An Amazon spokesperson reportedly described the application to Computerworld Dec. 6. At the moment, users can download Kindle software for the iPhone, Windows PC, Mac, BlackBerry, iPad, Android and Windows Phone 7 devices.

At least in theory, a Kindle for Web application would counterprogram Google’s new foray into the e-books arena. It would also give Amazon yet another competitive differentiator in its longer-running battle against other e-book retailers such as Barnes & Noble and Apple.

Google eBooks launched Dec. 6, as the search-engine giant evidently moves to bite off its own piece of a market already dominated by big-name brands such as Amazon, Apple, and Barnes & Noble. Google will offer up 3 million eBooks from the eBookstore, with support for both ePub and PDF formats, and include software for reading titles on Google Android and Apple iOS devices. Google eBooks without digital rights management will be available for Kindle.

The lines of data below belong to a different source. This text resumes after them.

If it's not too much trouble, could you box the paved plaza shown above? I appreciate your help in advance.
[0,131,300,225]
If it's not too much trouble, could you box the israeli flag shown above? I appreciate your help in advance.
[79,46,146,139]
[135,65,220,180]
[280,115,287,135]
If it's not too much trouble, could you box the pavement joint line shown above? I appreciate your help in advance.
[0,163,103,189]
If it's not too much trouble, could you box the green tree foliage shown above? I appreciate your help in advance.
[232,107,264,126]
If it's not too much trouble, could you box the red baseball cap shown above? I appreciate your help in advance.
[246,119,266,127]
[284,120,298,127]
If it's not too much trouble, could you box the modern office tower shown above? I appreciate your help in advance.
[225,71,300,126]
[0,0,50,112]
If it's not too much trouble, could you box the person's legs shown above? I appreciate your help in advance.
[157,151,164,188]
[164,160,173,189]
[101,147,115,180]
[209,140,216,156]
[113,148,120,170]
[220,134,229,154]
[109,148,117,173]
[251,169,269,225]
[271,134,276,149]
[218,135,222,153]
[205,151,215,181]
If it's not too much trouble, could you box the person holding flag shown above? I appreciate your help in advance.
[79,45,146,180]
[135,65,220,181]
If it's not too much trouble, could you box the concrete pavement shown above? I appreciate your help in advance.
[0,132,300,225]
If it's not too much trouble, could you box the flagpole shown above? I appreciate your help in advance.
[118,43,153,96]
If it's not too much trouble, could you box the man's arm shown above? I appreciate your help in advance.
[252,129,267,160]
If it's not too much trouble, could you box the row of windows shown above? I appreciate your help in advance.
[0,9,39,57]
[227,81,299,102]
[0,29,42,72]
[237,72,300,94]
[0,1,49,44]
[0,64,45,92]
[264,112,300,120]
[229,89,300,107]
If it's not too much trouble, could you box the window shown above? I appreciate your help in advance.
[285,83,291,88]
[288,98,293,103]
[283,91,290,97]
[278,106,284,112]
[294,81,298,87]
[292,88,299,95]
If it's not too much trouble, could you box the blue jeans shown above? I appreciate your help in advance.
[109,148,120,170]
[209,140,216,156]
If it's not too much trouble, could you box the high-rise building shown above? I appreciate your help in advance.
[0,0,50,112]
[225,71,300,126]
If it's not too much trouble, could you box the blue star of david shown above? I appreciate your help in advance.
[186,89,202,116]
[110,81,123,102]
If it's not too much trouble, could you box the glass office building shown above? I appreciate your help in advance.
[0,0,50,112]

Google has also begun a retailer and affiliate program, which makes titles available online via independent bookstores such as Powell’s in Portland, Ore. Roughly 200 independent bookstores will participate in this program, with revenue split between reseller, publisher and Google.

Amazon and Google face a substantial threat from the Apple iPad, according to a recent survey by ChangeWave Research. Based on a survey of 2,800 consumers, the firm concluded that the iPad’s share of the e-reader market had expanded from 16 percent to 32 percent between August and November, even as the Kindle’s dipped from 62 percent to 47 percent.

The Kindle maintained a substantial lead in that survey over the Sony Reader, with 5 percent of the market, and Barnes & Noble’s Nook franchise at 4 percent.

Of current iPad and Kindle owners, some 75 percent reported being “very satisfied” with the iPad, versus 54 percent of Kindle owners. In the context of content, iPad owners also tended to consume more newspapers, magazines and blogs on their device than Kindle owners.

To succeed in the e-books space, Google would have to squeeze between these two competitors. Amazon currently offers 750,000-plus titles for purchase on Kindle, versus Apple’s 60,000 via its iBookstore. Google may be counting on its open platform holding more appeal to a certain subset of users.